Country’s strong position is precarious after studies were paused due to Covid-19, report says
The UK’s strong international position in global clinical research is at risk because of the number of non-Covid clinical trials that were paused due to the coronavirus pandemic and are yet to fully restart, a report has warned.
According to the second annual report of the Association of the British Pharmaceutical Industry, the UK led Europe for the number of early-stage phase 1 and phase 2 clinical trials initiated in 2018. In later-stage phase 3 clinical trials, the UK ranked third in Europe behind Germany and Spain, and fourth globally behind the United States.
However, the UK’s relatively strong position is precarious because “clinical research was proactively paused to help prioritise Covid-19 research and ensure optimal management of Covid-19 patients”, the ABPI says.
“Although a framework for restart of non-Covid-19 research has been issued in the UK, there is some evidence that restart has been faster and more successful in other countries,” the ABPI says. “We’re calling for a safe and sustainable restart to those clinical trials, for the benefit of patients and our overall standing in this area.”
“With hundreds of non-Covid clinical trials paused as a result of the pandemic in the commercial sector alone, there has been a significant impact on patients and their families,” Sheuli Porkess, director of research, medical and innovation at the ABPI told Research Professional News.
“There needs to be a plan in place to help get trials back up and running, and keep them running, recognising the current pressures. This is essential so we can emerge from Covid with a good foundation from which to build.”
The ABPI has issued four recommendations that it hopes will safeguard the UK’s position. In addition to restarting trials that were paused, it is calling for investment to increase research to beyond pre-Covid levels; an assurance that all patients will be given the opportunity to be involved and engaged with research; and an assurance that research and innovation are “central to the UK’s trade strategy”.

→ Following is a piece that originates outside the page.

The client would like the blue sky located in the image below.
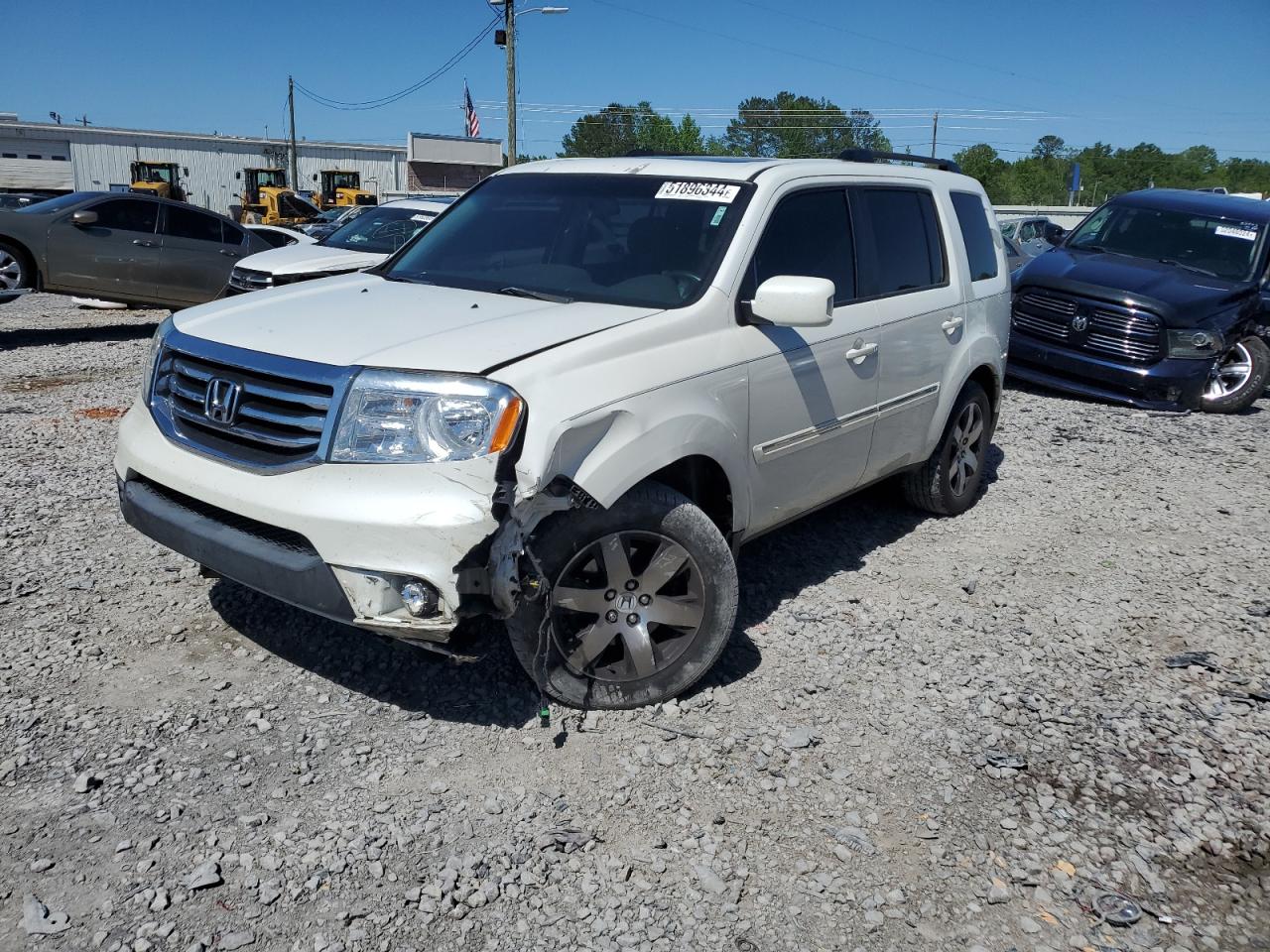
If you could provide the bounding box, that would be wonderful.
[0,0,1270,160]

Aisling Burnand, chief executive of the Association of Medical Research Charities, said that Covid-19 had “seriously affected the ability to carry out clinical research in the NHS on all other diseases”.
“The decision to suspend clinical trials has had a significant impact on participating patients and their families,” she said. “As the number of Covid cases decreased, the process of restarting clinical research began and medical research charities have been working alongside government, industry and the regulators to get non-Covid clinical research restarted. Some progress has been made but it is clear that a restart is very challenging.”
Cheng-Hock Toh, academic vice-president of the Royal College of Physicians, added: “A key obstacle still holding back clinical research in the UK is clinicians not having the time to participate, despite their keenness to become more involved.”